Linux CGroups Information - pc2ccs/pc2v9 GitHub Wiki

This Wiki page documents some things that the author learned about Linux CGroups while investigating their potential use as a Linux sandboxing mechanism for PC2.

Overview

Control Groups ("CGroups") are used to manage restrictions on resource usage -- CPU, Memory, IO, Network, etc. Processes are organized in hierarchies, and restrictions can be applied (by the kernel) to various points (process trees) in the hierarchy. Restrictions are managed in the kernel by CGroup "Resource Controllers", or simply "controllers". There is one controller for each type of resource (CPU, Memory, etc.). A "cgroup" is essentially a set of processes that are bound to a set of limits (controllers).

History and Status

CGroups Version 1 (V1) was added to the Linux kernel in 2008. After several years, deficiencies in the V1 organization were identified.

CGroups V2 was added to the kernel in 2016. It introduced a simplified process tree hierarchy and a reorganized set of controllers.

Ubuntu supports both cgroups v1 and v2 since at least 18.04 (possibly earlier). However, prior to 21.10, cgroups v1 is enabled by default. Starting with 21.10, v2 is the default. (So note that this means that v1 is the default in 20.04, which is what ICPC images as of 2022 are based on. Note also that 20.04 DOES have v2 installed; it's just not "activated" by default.)

CGroups are managed using a package called cgroup-tools. Ubuntu 21.10 and earlier (so, including 20.04) contains cgroup-tools v0.41, which only works with CGroups V1 and is no longer supported. 22.04 will have cgroup-tools v2.0, which supports CGroups V2.

According to this web page: "https://askubuntu.com/questions/1376093/is-cgroup-tools-using-cgroup-v1-or-v2", it should be possible to download/install cgroup-tools V2.0 and use it with 21.04 (so maybe even with 20.04?)
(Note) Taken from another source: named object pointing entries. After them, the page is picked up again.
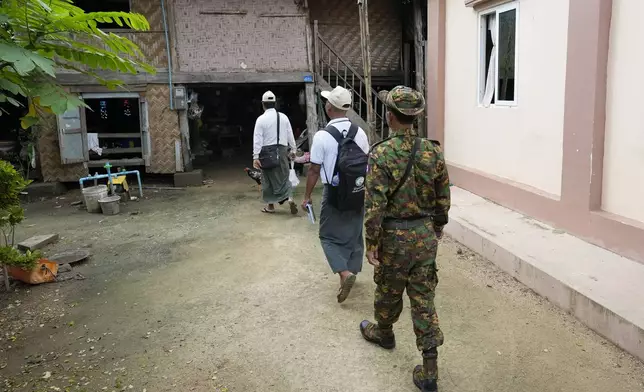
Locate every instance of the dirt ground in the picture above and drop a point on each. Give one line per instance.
(195, 290)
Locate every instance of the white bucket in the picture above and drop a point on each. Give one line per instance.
(110, 205)
(92, 195)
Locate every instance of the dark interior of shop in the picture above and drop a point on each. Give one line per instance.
(116, 124)
(224, 131)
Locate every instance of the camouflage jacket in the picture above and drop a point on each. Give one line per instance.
(425, 194)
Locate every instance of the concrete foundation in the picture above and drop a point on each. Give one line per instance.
(600, 288)
(192, 178)
(37, 190)
(37, 242)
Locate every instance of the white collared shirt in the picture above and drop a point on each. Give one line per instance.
(324, 150)
(266, 132)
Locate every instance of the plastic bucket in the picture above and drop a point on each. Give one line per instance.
(110, 205)
(92, 195)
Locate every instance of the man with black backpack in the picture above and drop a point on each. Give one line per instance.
(339, 157)
(406, 207)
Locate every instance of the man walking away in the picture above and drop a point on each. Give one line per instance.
(407, 202)
(339, 157)
(271, 141)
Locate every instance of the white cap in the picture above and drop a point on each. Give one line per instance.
(268, 97)
(339, 97)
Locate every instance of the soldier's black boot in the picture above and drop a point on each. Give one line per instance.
(382, 336)
(426, 376)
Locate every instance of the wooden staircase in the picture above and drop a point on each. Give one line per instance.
(331, 70)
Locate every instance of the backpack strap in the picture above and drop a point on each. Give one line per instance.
(352, 132)
(410, 164)
(333, 131)
(278, 127)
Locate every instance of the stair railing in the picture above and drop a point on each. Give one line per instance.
(334, 70)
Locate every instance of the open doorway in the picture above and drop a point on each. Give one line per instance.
(222, 135)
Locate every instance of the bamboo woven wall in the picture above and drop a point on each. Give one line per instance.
(49, 151)
(164, 130)
(339, 25)
(152, 43)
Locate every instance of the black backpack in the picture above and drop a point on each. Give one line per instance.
(351, 168)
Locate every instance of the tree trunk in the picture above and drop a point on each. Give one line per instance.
(6, 278)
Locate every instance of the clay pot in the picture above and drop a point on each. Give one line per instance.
(45, 271)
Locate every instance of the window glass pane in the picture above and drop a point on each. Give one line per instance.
(105, 6)
(507, 55)
(71, 120)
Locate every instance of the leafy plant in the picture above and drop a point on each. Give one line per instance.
(12, 214)
(39, 37)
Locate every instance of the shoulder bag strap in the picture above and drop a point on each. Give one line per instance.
(278, 127)
(410, 164)
(352, 132)
(333, 131)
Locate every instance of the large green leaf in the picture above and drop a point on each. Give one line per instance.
(24, 61)
(39, 36)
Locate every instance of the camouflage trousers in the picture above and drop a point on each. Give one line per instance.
(408, 262)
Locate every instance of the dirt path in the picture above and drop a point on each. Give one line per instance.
(198, 291)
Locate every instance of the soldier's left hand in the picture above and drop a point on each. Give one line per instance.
(372, 258)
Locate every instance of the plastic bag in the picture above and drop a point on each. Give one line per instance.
(292, 177)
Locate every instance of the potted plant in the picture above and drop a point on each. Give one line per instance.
(27, 267)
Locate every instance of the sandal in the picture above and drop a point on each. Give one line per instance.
(346, 288)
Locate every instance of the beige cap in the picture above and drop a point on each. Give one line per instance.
(339, 97)
(268, 97)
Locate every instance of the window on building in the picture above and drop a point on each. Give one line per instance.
(498, 57)
(105, 6)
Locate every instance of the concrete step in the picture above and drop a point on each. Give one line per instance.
(602, 289)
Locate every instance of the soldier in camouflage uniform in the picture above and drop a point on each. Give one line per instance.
(404, 220)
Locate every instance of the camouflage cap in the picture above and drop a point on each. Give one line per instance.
(404, 100)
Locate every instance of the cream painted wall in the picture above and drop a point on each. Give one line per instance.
(524, 143)
(624, 149)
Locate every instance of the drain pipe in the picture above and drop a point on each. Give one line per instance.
(167, 47)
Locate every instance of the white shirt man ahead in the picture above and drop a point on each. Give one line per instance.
(340, 231)
(276, 187)
(266, 128)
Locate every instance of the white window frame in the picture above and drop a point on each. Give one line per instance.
(482, 39)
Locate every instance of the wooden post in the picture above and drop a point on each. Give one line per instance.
(363, 8)
(184, 130)
(316, 50)
(311, 111)
(419, 50)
  • cgroup-tools v2.0 can be downloaded from https://packages.ubuntu.com/jammy/cgroup-tools.
  • cgroup-tools v2.0 requires upgrading libc6 to >=2.34 (20.04 has 2.31) and upgrading libcgroup1 to >=2.0 (20.04 has 0.41). (Followup: I have successfully installed cgroup-tools v2.0 from Jammy (22.04) and used it on the ICPC 20.04 image. The detailed steps taken to do this are listed below.)

Current Known Limitations

CGroups (including both V1 and V2) was designed to support management and sharing of Linux resource allocation via the Kernel. It was NOT designed to enforce specific restrictions such as those enforced by "ulimit" (e.g., CPU usage limit). Rather, CGroups allow specification of relative resource usage. For example, a given CGroup (set of processes) can be limited to, say, "50% of the available CPU time in a given period of time". There does not seem to be any way (that I have found) to enforce an absolute limit on processes (for example, to say that a given process cannot exceed more than 10 seconds of CPU time under any circumstances and that it should be automatically killed if it does). There MAY be a way to enforce such limits using CGroups; but I haven't found it yet.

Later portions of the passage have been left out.